General Mills earnings drop, Monsanto's rise

MINNEAPOLIS (AP) -— With ingredient prices popping up like toaster strudel, General Mills Inc. said Wednesday that it has raised cereal prices and might consider other price increases.

The maker of Yoplait Yogurt, Wheaties cereal and Pillsbury Toaster Strudel said its fiscal fourth-quarter profit dropped 17 percent.

"Input cost inflation will remain a significant challenge for us," with the biggest increase coming early in the fiscal year, Chief Financial Officer Don Mulligan said.

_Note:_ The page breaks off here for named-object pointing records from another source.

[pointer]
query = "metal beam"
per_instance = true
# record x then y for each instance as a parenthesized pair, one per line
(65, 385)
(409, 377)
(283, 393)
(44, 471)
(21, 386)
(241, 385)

Foodmakers are vulnerable to inflation on several fronts: Costs are up for raw ingredients like wheat and oats, for natural gas to run their foodmaking operations and for the diesel to haul their products around.

General Mills says it has been fighting that by streamlining its operations. And it saved about $1 million a year by reducing the number of pretzel varieties in its Chex Mix from 14 to three.

For the quarter that ended May 25, the Minneapolis-based foodmaker's net income fell to $185.2 million, or 53 cents per share, from $224.1 million, or 62 cents, a year earlier. Excluding losses on commodity positions, General Mills would have earned 73 cents per share. The company recorded a $111 million loss on commodity hedges because prices in some commodities—especially wheat—declined during the quarter.

Monsanto Co, reported that the St. Louis-based company's profit soared 42 percent in its fiscal third quarter on a strong performance by Roundup herbicide and by its seeds and traits business. The company also boosted its earnings guidance for the year.

But its shares fell more than 4 percent in morning trading as its revenue for the quarter came in below expectations. Its shares recovered slightly, but still closed down $4.27, or 3.1 percent, at $131.52.

Monsanto said Wednesday that it earned $811 million, or $1.45 per share, in the three months ended May 31, up from earnings of $570 million, or $1.03 per share, in the same period a year ago.

Sales rose 26 percent, to $3.59 billion, up from $2.84 billion.

Monsanto cited increased sales of Roundup and other glyphosate-based herbicides globally; increased revenue from soybean, corn and cotton seed and traits revenue in the U.S.; and higher corn seed revenues in Europe and Africa.